Speed of Antarctic erosion doubles

Sea levels are rising by 0.43mm as Antarctica loses 160 billion tonnes of ice every year.

Speed of Antarctic erosion doubles

World Bulletin / News Desk

The radar of Europe's Cryosat spacecraft has noted that Antarctica is now losing twice as much as annually as it was when it was last surveyed.

Scientist told the Geophysical Research Letters journal that this rate recorded between the years 2010 and 2013 may push sea levels up by around 0.43mm per year, with the ice sheet eroding at 2cm.

This means that the White Continent is losing around 160 billion tonnes of ice all together, most of which has melted away from the western ice sheet, which is considered the most vulnerable.

Six huge glaciers in the Amundsen Sea Embayment are said to be undergoing rapid erosion, which accounts for 90% of the mass loss from the West Antarctic Ice Sheet, with the Smith Glacier lowering by 9m per year.

"CryoSat has given us a new understanding of how Antarctica has changed over the last three years and allowed us to survey almost the entire continent," explained lead author Dr Malcolm McMillan from the NERC Centre for Polar Observation and Modelling at Leeds University told the BBC.

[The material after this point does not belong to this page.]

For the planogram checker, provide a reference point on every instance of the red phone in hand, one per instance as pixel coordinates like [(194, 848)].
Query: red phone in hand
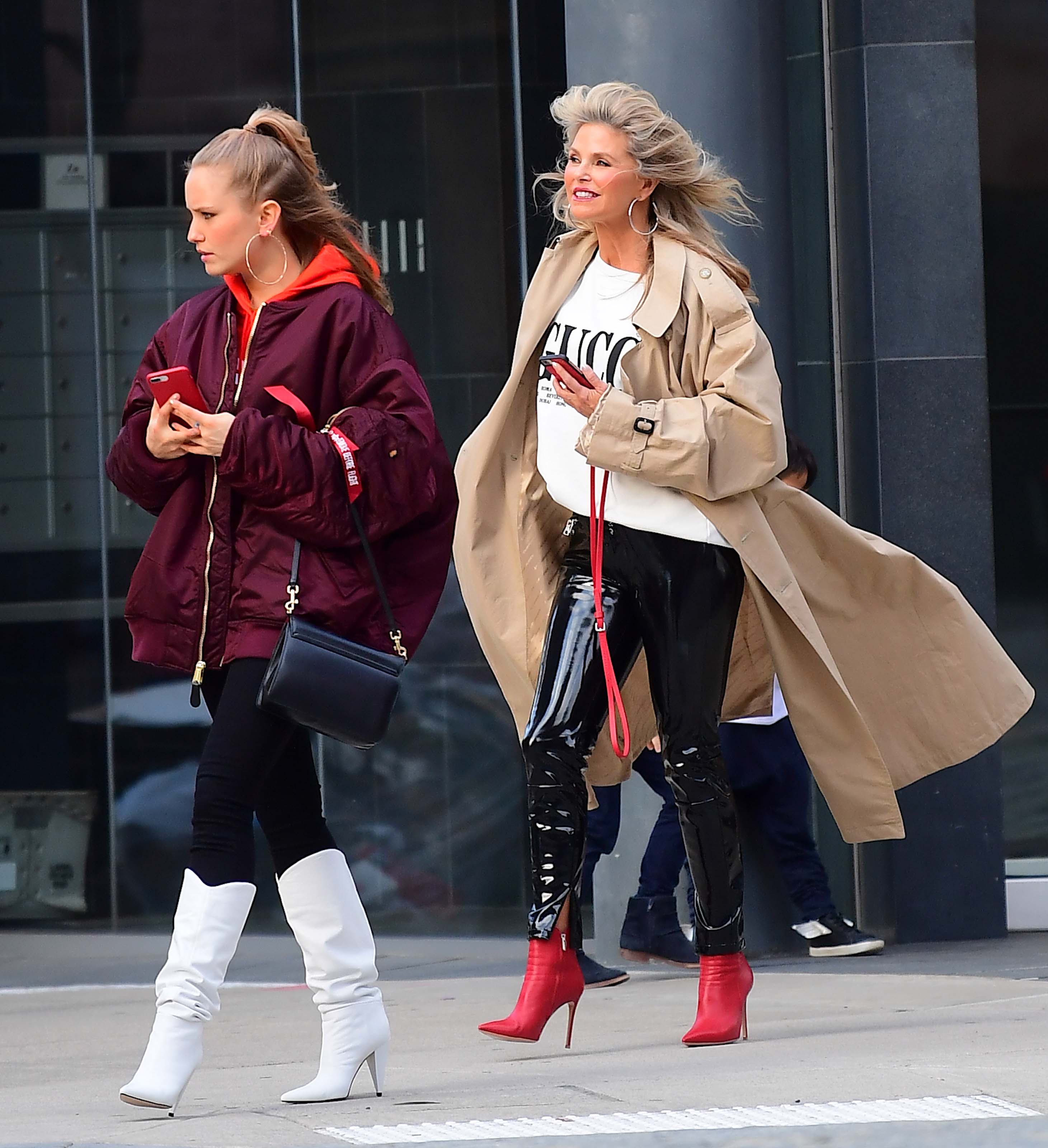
[(176, 380), (568, 367)]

"We find that ice losses continue to be most pronounced in West Antarctica, along the fast-flowing ice streams that drain into the Amundsen Sea. In East Antarctica, the ice sheet remained roughly in balance, with no net loss or gain over the three-year period," he said.

"The peninsula is extremely rugged and previous satellite altimeters have always struggled to see its narrow glaciers. With Cryosat, we get remarkable coverage - better than anything that's been achieved before," added Prof Andy Shepherd, also of Leeds University.

At this rate, should the six glaciers totally melt, the sea level is set to rise by 1.2 meters globally.